Hello SoFo

South Fork Natural History Museum


South Fork Natural History Museum (SOFO) seen from the former vineyard of Bridgehampton Winery

We seem to be having a run of grey, cold, damp days here on the East End. It is the perfect weather to visit a museum. Having recently enjoyed the Parrish, I looked for another engaging venue for a Sunday afternoon visit. Enter SoFo, which is shorthand for the South Fork Natural History Museum, in Bridgehampton, NY. This gem has been in its present location, on the 377 Bridgehampton / Sag Harbor Turnpike since 2005. Once the home of the Bridgehampton Winery, today a full range of exhibits, live specimens, and a touch-tank await you.


Two Floors – No Waiting


Nature educator Tyler explains a lower-floor exhibit

I arrived to find a quiet museum. Nature educator Tyler greeted me and helped me fill out the paperwork for a family membership. In the morning hours, families with kids enjoyed the site, but now I had the place to myself. Tyler gave me a personal tour, and there was much to see and learn. This is a kid-friendly museum with lots of opportunities to open doors and drawers, peep through sight-holes, sniff scents, and touch live sea animals. I couldn’t help remembering how much I loved the Museum of Natural History during my youth.

If Tyler and his colleagues are busy, the museum offers self-guided tours in a flip-book style. Color coded and linked to symbols on the floors, they are easy to use.

Upper Floor at SOFO – Birds, Mammals, Amphibians, Fish…

The upper floor contains exhibits covering our local avian and mammalian friends, with several composite habitat displays. These displays are half diorama, and half water-world, containing live fish, frogs, turtles, and the like. This approach makes it easy to understand habitats, food sources, and migratory habits of the inhabitants. There are allso wall-mounted displays that give visitors chance to learn, for example,  about which birds migrate, which winter here, and why. See a drawer or door in the display area? Pull it open and have a look. This is a hands-on museum experience. The following photo galleries show you a bit of what is here, but there is much more to see, touch, and enjoy.

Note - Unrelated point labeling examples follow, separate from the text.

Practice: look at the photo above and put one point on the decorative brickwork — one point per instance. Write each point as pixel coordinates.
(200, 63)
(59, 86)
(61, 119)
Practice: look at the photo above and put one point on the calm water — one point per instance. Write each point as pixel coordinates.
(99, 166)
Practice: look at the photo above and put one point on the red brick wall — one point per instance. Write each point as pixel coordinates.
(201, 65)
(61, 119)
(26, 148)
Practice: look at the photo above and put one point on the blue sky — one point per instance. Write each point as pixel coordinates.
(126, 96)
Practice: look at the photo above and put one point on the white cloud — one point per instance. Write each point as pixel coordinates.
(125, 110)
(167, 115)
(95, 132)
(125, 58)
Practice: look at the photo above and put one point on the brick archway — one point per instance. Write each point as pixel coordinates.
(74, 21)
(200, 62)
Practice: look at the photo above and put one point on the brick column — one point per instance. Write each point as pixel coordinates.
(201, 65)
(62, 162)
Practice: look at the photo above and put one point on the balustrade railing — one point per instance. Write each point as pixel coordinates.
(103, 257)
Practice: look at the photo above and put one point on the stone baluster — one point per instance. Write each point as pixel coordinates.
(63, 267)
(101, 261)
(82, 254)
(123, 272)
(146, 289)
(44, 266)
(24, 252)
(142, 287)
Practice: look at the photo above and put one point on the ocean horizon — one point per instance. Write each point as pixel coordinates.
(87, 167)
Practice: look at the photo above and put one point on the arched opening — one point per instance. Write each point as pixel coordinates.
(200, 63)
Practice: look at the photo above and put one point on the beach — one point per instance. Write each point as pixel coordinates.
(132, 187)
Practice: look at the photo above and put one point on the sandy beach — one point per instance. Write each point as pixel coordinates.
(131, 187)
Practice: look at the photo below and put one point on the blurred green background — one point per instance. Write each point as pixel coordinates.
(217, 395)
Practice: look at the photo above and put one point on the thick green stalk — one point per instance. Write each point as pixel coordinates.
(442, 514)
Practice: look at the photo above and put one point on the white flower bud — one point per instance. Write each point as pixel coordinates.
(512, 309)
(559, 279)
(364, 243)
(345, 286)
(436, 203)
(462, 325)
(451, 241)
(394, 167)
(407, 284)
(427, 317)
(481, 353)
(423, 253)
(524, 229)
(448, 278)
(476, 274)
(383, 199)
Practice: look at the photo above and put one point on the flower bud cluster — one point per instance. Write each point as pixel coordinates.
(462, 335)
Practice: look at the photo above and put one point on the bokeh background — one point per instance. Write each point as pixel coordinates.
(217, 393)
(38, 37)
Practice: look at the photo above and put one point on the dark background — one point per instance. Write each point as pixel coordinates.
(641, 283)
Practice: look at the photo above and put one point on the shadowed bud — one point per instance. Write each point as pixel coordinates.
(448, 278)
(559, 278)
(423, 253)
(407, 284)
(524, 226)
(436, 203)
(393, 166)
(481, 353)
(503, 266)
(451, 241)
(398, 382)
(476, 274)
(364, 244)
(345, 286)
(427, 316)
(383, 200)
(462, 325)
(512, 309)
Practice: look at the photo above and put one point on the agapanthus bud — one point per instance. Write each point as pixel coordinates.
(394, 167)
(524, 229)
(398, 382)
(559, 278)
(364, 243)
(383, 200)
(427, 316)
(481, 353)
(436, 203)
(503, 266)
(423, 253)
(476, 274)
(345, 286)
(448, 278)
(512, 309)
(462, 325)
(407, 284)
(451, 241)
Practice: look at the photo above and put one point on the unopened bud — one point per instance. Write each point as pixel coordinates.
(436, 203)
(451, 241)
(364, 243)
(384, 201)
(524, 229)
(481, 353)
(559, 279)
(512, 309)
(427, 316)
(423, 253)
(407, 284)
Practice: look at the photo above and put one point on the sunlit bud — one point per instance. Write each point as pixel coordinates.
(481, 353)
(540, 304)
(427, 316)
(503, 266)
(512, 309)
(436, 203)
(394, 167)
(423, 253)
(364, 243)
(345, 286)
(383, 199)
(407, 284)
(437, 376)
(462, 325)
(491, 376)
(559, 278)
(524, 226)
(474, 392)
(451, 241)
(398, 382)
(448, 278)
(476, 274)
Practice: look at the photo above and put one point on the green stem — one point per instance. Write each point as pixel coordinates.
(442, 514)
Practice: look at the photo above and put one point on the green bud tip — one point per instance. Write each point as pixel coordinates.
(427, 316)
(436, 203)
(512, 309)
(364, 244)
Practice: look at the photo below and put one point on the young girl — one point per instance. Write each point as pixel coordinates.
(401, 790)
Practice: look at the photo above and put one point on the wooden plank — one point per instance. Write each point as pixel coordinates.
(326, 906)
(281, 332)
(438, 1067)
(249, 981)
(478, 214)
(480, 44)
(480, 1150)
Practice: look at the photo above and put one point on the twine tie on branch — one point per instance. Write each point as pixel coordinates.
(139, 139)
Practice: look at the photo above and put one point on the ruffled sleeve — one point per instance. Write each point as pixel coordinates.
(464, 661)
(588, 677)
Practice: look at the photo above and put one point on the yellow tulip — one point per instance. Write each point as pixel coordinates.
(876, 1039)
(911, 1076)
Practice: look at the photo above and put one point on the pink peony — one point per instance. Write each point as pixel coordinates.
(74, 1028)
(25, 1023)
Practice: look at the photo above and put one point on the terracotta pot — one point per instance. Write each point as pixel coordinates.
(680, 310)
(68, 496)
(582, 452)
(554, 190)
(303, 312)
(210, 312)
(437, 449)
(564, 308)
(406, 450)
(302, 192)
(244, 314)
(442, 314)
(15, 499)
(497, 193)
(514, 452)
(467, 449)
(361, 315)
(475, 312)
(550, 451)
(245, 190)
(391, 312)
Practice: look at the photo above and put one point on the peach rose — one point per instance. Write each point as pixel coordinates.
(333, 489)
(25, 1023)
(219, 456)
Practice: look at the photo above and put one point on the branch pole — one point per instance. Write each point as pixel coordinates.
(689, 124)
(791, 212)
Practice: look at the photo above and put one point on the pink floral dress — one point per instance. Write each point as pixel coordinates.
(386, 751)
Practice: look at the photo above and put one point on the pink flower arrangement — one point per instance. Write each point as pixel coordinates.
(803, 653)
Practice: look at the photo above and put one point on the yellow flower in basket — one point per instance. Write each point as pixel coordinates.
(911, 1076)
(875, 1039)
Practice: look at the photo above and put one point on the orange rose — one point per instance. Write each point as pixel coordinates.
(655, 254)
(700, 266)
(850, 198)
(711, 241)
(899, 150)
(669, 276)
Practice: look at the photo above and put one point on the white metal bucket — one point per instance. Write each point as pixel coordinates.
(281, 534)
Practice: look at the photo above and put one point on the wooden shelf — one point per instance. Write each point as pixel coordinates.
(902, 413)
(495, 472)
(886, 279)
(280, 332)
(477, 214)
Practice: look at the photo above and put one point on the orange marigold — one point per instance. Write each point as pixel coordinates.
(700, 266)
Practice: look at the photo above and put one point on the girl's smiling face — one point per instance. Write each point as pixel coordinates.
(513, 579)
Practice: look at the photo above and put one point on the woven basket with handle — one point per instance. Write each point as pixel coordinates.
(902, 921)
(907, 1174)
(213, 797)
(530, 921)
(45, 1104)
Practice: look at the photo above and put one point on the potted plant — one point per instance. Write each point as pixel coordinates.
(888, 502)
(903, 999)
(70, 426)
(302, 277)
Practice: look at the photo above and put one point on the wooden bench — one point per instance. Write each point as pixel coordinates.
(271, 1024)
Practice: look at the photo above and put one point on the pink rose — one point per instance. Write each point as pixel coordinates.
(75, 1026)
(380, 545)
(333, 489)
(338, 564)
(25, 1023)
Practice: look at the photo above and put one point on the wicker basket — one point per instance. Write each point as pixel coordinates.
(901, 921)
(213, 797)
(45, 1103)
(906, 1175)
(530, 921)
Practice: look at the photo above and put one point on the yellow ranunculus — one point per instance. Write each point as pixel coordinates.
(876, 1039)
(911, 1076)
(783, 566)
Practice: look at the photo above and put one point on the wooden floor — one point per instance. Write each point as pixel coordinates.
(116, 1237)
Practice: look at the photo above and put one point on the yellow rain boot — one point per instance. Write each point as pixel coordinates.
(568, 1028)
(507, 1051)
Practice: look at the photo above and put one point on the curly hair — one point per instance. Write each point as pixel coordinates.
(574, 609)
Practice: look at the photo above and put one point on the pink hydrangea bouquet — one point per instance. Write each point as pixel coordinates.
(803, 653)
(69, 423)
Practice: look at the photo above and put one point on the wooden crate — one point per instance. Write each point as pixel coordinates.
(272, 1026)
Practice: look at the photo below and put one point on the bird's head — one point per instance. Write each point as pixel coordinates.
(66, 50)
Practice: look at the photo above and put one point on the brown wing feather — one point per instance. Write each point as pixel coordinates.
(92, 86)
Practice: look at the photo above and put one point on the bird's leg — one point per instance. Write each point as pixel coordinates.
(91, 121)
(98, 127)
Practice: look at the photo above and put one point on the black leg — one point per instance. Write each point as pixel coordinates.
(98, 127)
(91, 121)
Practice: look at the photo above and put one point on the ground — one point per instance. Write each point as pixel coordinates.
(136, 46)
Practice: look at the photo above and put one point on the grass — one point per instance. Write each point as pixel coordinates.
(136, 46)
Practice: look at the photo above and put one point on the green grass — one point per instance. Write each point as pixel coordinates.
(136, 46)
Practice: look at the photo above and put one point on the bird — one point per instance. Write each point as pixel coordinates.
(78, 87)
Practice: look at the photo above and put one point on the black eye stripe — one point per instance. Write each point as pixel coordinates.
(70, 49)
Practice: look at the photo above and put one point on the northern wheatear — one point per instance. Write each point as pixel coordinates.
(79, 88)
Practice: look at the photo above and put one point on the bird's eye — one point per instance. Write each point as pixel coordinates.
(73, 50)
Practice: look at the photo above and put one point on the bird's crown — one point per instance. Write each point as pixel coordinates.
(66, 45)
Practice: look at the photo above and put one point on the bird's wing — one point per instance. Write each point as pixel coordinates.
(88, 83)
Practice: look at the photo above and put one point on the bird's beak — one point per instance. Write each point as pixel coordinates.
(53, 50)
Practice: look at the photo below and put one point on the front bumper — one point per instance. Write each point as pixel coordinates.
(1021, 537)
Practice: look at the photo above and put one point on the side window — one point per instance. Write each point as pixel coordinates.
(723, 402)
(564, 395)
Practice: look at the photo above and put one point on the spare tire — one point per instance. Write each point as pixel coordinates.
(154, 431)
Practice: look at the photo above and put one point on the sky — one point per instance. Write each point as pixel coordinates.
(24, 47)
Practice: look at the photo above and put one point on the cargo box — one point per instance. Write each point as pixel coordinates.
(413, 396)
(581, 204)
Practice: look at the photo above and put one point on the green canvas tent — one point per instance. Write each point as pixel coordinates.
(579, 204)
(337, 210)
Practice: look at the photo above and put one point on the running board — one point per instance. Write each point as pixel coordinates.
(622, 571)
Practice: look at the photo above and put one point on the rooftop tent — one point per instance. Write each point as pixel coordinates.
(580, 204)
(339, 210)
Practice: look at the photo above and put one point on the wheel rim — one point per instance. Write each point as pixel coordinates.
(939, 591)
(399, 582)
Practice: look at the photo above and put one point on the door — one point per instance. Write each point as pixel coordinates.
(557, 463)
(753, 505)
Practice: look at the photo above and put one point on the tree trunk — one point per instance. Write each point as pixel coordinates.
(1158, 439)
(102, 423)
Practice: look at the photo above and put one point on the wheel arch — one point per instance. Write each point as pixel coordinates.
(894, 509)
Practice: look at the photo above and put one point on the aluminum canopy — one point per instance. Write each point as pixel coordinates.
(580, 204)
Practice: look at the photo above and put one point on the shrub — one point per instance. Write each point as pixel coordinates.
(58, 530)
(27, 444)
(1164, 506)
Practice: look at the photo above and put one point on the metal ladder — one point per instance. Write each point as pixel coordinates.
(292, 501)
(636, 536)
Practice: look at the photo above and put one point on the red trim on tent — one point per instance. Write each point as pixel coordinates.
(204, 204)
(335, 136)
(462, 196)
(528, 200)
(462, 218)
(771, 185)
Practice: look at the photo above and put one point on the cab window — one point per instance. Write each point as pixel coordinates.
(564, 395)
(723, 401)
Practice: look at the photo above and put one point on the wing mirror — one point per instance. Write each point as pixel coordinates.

Wait, there is more on the upper floor… from birds to foxes…

SOFO butterfly garden

Nope, no butterflies in evidence today.

The upper floor also features a deck with binoculars available for viewing the 1200 acres that once formed the winery’s vineyards. On the cold snowy day I visited, the inside of the museum was far more appealing.

In better outdoor weather, there are marked trails and exhibits that will interest budding naturalists. I did tramp around after the visit and found this butterfly garden, awaiting the return of the butterflies.


Lower Floor at SOFO – Reptiles, Amphibians, and Sea Creatures

Amphibians and Reptiles SOFO

Amphibian and Reptile Tanks

Our East End is surrounded by water, and the lower floor of SOFO features many of the creatures that inhabit our aquatic ecosystem. Best of all, these creatures are alive and visible in tanks and in the touch tank.

What is a touch tank? You guessed it, a large semi-circular tank at kid-height, full of crabs, mussels, snails, and other amazing little creatures. I enjoyed picking up crabs and touching the sea anemones and sea urchins. Don’t worry… these are not the sharp, painful urchins found in the Caribbean. Have a look at some lower floor exhibits in the galleries following.

The Burrfish, pictured above, is a beautiful relation of the local blowfish and the Japanese Fugu. I watch him use his sharp teeth to crush and eat a snail. The burrfish has a young Tautog as his tank companion. As neither fish eats other fish, they make good companions.

Here are some more lower floor companions. Each is an amazing little creature, waiting for you.


 Much more, too

I’ve given you a picture of some of the exhibits, but there is much more to the museum. There are moon-lit hikes, lectures, movies, forest walks, birding, beach walks, drawing classes, and many activities designed especially for young visitors. This weekend there is a movie presentation by Panthera, the organization that works to protect wild cats. Despite the high winds and blowing snow, we will be there.